The main message I take from the chart is that newspaper advertising is still falling for everybody, but national advertising is holding up better than local advertising. Revenue declines are still in the double digits at Gannett and McClatchy, which own newspapers in big and small cities across the U.S. At Tribune Publishing, which owns the Los Angeles Times, Chicago Tribune and several other papers, this year’s numbers are skewed substantially upward by the recent acquisition of the San Diego Union-Tribune. Without that, the company said, ad revenue would have fallen 9.6 percent in the most recent quarter. McClatchy's recent numbers, meanwhile, are skewed slightly downward because the company sold off a few businesses. So the three generally face the same still-dire advertising predicament.
The picture's different, and the ad-revenue declines much smaller, at the New York Times, which is now just the New York Times and International New York Times, and News Corp., which owns the Wall Street Journal and major newspapers in Australia and the U.K. (it also owns several significant non-newspaper properties, such as book publisher HarperCollins, but newspapers still make up the majority of revenue).
Then there’s circulation revenue, which was long an afterthought in many newspapers’ business plans but has become more important as ad revenue has declined.
McClatchy’s big gains in 2012 and 2013 were the result of putting its newspapers behind digital paywalls during those years. All the other companies had already adopted paywalls before their lines show up on the chart. In general, while offering a welcome respite from falling advertising revenue, digital subscriptions don’t appear to be deliver much growth after their initial rollout. And while the New York Times saw circulation revenue pass ad revenue in 2012, all the other companies are still quite a ways from crossing that threshold:
All in all, it still seems too early to declare that things have stopped getting worse in the newspaper business, especially the regional newspaper business.
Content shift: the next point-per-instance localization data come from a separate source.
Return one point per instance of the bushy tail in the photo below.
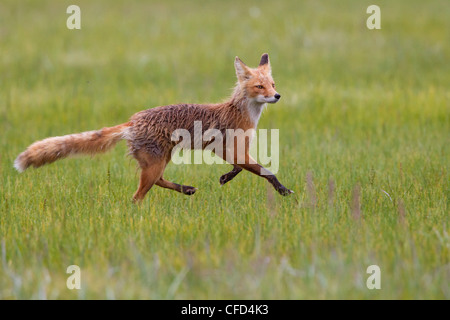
(55, 148)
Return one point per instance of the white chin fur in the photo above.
(262, 99)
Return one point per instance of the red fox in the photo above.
(148, 133)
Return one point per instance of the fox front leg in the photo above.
(230, 175)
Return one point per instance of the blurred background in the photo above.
(364, 110)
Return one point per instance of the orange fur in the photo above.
(149, 133)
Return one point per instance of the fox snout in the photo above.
(270, 99)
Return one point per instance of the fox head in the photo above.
(257, 83)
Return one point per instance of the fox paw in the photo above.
(285, 191)
(224, 179)
(188, 190)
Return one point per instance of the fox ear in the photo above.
(265, 63)
(242, 71)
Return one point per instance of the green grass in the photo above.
(366, 110)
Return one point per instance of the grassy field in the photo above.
(364, 125)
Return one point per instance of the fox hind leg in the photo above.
(152, 171)
(188, 190)
(230, 175)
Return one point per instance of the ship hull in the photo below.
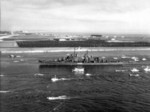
(77, 64)
(86, 43)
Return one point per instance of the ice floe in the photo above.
(63, 97)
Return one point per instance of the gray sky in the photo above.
(117, 16)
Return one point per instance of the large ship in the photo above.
(92, 41)
(75, 60)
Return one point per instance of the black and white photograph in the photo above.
(74, 55)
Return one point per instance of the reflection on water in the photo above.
(99, 88)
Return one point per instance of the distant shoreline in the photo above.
(49, 50)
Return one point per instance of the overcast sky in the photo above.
(117, 16)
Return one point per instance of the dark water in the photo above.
(106, 90)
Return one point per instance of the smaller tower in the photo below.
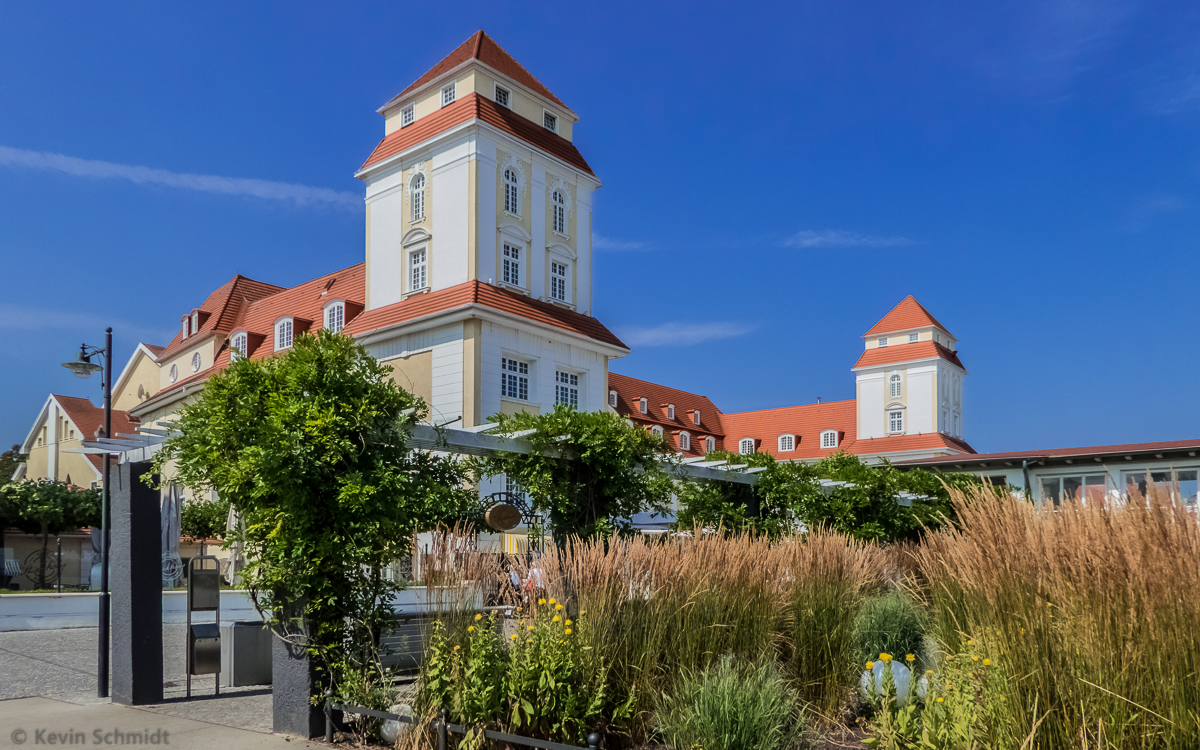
(909, 378)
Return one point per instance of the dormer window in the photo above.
(335, 317)
(283, 335)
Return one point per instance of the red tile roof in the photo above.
(478, 293)
(630, 390)
(474, 107)
(805, 421)
(485, 49)
(907, 315)
(906, 353)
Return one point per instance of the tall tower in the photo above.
(909, 378)
(479, 244)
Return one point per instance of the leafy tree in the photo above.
(204, 519)
(9, 462)
(589, 469)
(48, 508)
(310, 449)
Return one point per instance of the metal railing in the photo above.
(444, 729)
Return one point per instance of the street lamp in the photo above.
(83, 367)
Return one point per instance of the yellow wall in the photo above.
(414, 373)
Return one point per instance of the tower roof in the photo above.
(485, 49)
(909, 313)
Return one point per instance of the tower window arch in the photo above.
(417, 197)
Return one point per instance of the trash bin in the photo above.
(246, 655)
Gannett and Tribune are both betting that consolidation will improve margins, with Gannett buying the national Journal Media chain and Tribune bidding for bankrupt Freedom Communications, publisher of the Orange County Register. We'll have to wait and see if that actually works. And while there are digital-native national competitors ready to move in if the New York Times or News Corp. falter, the search for replacements for local newspapers goes on. They’re being disrupted, but not by organizations that have any interest taking over their news-gathering role.
This column does not necessarily reflect the opinion of the editorial board or Bloomberg LP and its owners.